J’imagine que tout monde a ici saisi l’allusion au "reveal" de la Jaguar Type 00 qui s’est produit lors de la journée inaugurale de la "Miami Art Week 2024", manifestation que 90% d’entre nous aurons probablement découverte à cette occasion. Il faut dire que depuis quelques années, il est de bon ton chez les constructeurs de tenir salon en dehors des salons automobiles, à tel point que le prochain qui aura l’idée extravagante de révéler un nouveau modèle à l’occasion d’un motorshow passera pour furieusement disruptif.

"Tout ça pour ça" fut cependant ma première réaction en découvrant des photos fuitées -dont on se demande toujours qui les a lâchées dans la nature électronique- quelques heures avant l’évènement officiel. Reconnaissons néanmoins à ce dernier d’avoir généré une proportion de commentaires positifs sans doute plus importante que pour le teaser dégenré du 25 novembre dernier. Même si ce n’est pour autant pas le moindre des paradoxes que ce dernier ait "fait le job" en braquant les projecteurs sur deux autos aux couleurs évoquant autant de faire-part motorisés, entre le bleu layette et le rose girly.

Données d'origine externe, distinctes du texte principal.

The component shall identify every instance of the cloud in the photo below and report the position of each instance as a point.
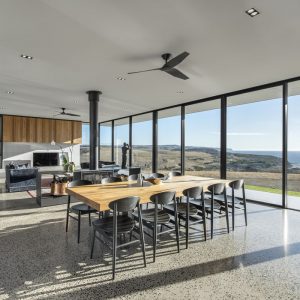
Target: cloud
(242, 133)
(246, 133)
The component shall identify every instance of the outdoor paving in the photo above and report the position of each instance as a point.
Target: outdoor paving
(39, 260)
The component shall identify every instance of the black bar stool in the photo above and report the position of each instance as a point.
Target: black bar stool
(78, 209)
(112, 227)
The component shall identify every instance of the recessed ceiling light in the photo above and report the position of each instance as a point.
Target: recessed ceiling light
(252, 12)
(26, 56)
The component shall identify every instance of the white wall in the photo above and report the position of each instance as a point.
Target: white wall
(24, 151)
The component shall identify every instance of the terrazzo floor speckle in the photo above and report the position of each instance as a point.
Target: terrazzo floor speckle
(39, 260)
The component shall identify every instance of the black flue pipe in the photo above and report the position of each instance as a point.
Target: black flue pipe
(94, 134)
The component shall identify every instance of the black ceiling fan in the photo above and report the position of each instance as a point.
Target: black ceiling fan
(169, 66)
(66, 114)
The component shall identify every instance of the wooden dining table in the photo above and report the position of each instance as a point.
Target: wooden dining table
(99, 196)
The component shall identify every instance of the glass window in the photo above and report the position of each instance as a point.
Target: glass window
(293, 200)
(142, 142)
(84, 147)
(121, 136)
(202, 139)
(169, 140)
(105, 141)
(1, 142)
(254, 143)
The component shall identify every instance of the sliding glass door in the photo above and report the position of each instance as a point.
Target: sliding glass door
(293, 166)
(142, 142)
(169, 140)
(202, 139)
(105, 141)
(254, 143)
(85, 144)
(121, 136)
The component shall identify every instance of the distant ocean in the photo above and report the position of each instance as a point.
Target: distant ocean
(293, 156)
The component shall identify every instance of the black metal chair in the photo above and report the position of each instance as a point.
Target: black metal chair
(110, 180)
(154, 217)
(78, 209)
(237, 203)
(174, 174)
(212, 205)
(156, 175)
(112, 227)
(189, 212)
(235, 186)
(133, 177)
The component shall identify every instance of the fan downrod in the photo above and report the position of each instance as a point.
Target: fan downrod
(166, 56)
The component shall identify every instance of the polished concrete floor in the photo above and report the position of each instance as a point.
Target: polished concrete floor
(39, 260)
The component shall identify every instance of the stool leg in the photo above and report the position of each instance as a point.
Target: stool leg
(68, 213)
(78, 231)
(203, 216)
(233, 208)
(245, 205)
(226, 207)
(93, 243)
(212, 216)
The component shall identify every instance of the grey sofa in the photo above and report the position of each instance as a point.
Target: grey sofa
(18, 180)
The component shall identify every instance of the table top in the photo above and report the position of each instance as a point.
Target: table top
(99, 196)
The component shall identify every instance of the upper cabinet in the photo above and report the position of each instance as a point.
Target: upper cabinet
(39, 130)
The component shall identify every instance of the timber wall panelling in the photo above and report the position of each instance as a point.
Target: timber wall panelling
(40, 130)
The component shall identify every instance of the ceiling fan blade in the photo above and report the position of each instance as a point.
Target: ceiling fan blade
(156, 69)
(176, 73)
(72, 115)
(177, 60)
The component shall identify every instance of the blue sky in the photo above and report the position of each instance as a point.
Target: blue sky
(254, 126)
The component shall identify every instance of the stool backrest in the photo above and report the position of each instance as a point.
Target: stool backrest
(163, 198)
(124, 204)
(194, 192)
(236, 184)
(174, 174)
(156, 175)
(217, 188)
(133, 177)
(79, 183)
(111, 180)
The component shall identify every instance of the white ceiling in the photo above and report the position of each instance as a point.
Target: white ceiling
(80, 45)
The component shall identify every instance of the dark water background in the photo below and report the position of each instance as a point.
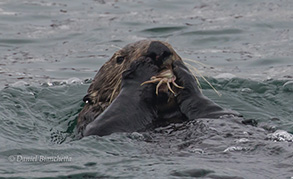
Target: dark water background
(49, 51)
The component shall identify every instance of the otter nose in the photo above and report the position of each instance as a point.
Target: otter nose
(159, 52)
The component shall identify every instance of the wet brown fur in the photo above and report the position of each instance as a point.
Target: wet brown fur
(106, 84)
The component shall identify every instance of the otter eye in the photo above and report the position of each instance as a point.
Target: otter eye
(119, 59)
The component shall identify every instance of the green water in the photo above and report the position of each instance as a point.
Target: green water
(49, 50)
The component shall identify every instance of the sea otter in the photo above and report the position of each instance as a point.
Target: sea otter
(124, 96)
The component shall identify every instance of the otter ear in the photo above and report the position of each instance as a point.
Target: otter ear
(120, 59)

N'ayant pas eu les honneurs d’une invitation, j’ai dans un premier temps eu l’impression d’avoir affaire à des photos de synthèse, avant confirmation que l’objet était bien réel, même s’il est évidemment ici question de concept-cars. La garde au ras du sol qui ferait passer un sport-proto pour un SUV et nombre d’autres détails renseignant sur l’inaptitude de l’objet à l’homologation routière, on le considèrera donc comme l’équivalent d’une tenue haute couture. Autrement dit, un truc totalement importable dans la vie réelle, mais pas moins supposée nous renseigner sur les tendances stylistiques du prêt-à-rouler, en l’occurrence une GT quatre portes attendue pour 2026.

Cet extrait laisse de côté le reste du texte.